It's possible to get it running on an 8GB video card by using a very small input image- under 300x300 pixels when not using reconstruction, and under 200x200 when that's on.

Unfortunately, after several tests, I haven't gotten any good results from doing that- even after 10+ hours of training, the embeddings seem to produce mostly just random shapes and textures. I'm not sure if that's an issue with the small resolution of the input images, the low VRAM, the content of the input images, or if I've just set something up incorrectly, however.

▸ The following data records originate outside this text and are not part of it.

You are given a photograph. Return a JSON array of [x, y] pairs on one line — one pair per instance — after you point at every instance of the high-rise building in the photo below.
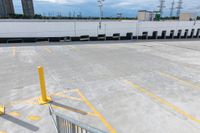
[[28, 7], [6, 8]]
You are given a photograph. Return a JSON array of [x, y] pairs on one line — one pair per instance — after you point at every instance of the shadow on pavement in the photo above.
[[69, 108], [20, 122]]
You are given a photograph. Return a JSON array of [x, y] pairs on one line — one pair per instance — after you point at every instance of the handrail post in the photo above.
[[2, 110], [44, 99]]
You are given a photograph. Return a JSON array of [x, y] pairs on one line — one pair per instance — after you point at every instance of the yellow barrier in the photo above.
[[44, 99], [2, 110]]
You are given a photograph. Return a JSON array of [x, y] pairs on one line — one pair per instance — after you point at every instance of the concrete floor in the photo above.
[[136, 87]]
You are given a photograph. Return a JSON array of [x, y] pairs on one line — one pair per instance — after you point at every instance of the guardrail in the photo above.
[[64, 124]]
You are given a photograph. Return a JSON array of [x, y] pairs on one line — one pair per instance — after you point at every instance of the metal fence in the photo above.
[[64, 124]]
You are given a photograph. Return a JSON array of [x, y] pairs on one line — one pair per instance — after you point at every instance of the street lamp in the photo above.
[[101, 11]]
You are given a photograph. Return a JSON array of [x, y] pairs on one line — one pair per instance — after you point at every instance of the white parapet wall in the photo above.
[[61, 28]]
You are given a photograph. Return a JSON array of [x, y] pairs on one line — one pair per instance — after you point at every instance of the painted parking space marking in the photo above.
[[34, 118], [14, 114], [94, 113], [185, 82], [48, 50], [162, 101], [100, 116], [3, 132], [14, 51]]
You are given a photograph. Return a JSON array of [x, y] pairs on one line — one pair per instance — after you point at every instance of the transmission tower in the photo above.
[[161, 7], [172, 9], [179, 7]]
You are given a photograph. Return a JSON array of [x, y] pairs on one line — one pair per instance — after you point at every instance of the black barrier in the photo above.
[[163, 35], [116, 36], [192, 33], [144, 35], [101, 37], [75, 38], [197, 34], [15, 40], [129, 36], [185, 34], [154, 35], [84, 38], [41, 39], [67, 39], [54, 39], [178, 34], [171, 35]]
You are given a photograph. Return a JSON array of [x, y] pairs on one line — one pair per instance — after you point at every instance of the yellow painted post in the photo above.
[[44, 99], [2, 110]]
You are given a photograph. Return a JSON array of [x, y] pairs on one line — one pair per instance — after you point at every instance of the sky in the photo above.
[[128, 8]]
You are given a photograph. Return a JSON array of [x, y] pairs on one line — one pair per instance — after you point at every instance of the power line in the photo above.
[[161, 7], [172, 9], [101, 11], [179, 7]]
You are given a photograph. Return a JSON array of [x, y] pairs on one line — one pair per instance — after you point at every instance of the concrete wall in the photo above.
[[10, 29]]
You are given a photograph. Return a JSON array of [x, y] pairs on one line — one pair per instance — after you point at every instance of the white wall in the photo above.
[[77, 28]]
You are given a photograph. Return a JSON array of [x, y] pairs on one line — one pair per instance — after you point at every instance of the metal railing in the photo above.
[[64, 124]]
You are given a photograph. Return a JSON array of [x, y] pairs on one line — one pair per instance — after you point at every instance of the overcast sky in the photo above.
[[111, 7]]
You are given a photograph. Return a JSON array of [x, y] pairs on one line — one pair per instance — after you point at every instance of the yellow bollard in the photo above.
[[44, 99], [2, 110]]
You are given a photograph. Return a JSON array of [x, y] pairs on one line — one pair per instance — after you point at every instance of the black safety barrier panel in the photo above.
[[116, 36], [85, 38]]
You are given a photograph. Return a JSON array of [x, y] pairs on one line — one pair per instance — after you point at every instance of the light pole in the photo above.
[[101, 11]]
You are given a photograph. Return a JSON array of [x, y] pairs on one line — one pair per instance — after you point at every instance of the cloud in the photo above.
[[68, 2], [129, 3]]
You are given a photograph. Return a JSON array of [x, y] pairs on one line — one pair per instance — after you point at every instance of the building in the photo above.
[[144, 15], [6, 8], [28, 8], [187, 17]]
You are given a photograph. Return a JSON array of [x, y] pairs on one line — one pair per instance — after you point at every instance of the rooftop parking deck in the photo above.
[[127, 87]]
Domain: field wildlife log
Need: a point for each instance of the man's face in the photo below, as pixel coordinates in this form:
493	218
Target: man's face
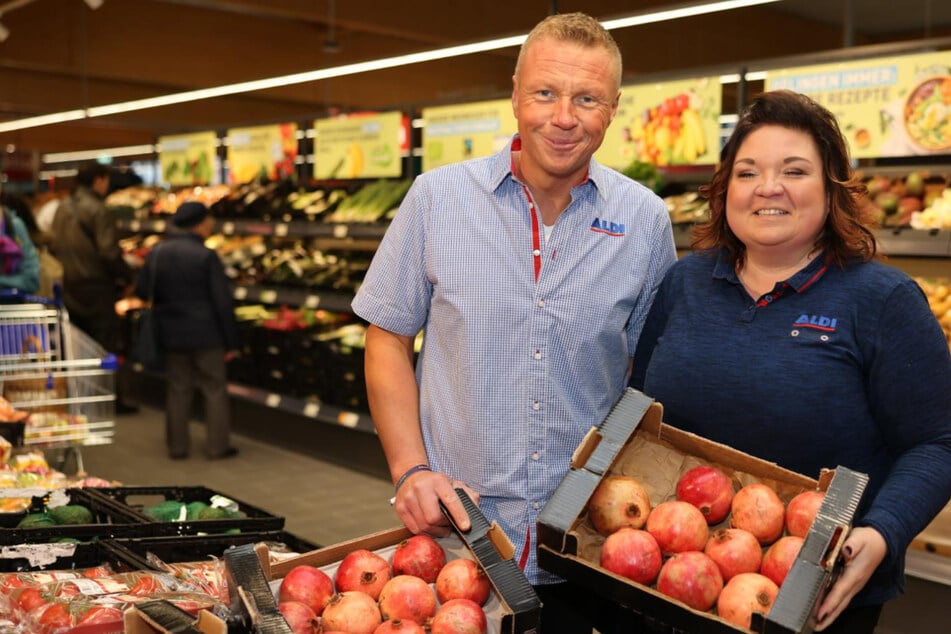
564	97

NeoNeetPro commented 2 years ago

Thanks for the advice! I have a GTX1070 8GB, so it seemed to lack GPU memory. I was able to start the train with a resolution of 384*384. I trained about 3000steps but did not get good results....

IrisRainbowNeko commented 2 years ago

It's possible to get it running on an 8GB video card by using a very small input image- under 300x300 pixels when not using reconstruction, and under 200x200 when that's on.

Unfortunately, after several tests, I haven't gotten any good results from doing that- even after 10+ hours of training, the embeddings seem to produce mostly just random shapes and textures. I'm not sure if that's an issue with the small resolution of the input images, the low VRAM, the content of the input images, or if I've just set something up incorrectly, however.

The original instructions are quite rough and you may not use DreamArtist correctly. You can use it following the new instructions.

IrisRainbowNeko commented 2 years ago

Thanks for the advice! I have a GTX1070 8GB, so it seemed to lack GPU memory. I was able to start the train with a resolution of 384*384. I trained about 3000steps but did not get good results....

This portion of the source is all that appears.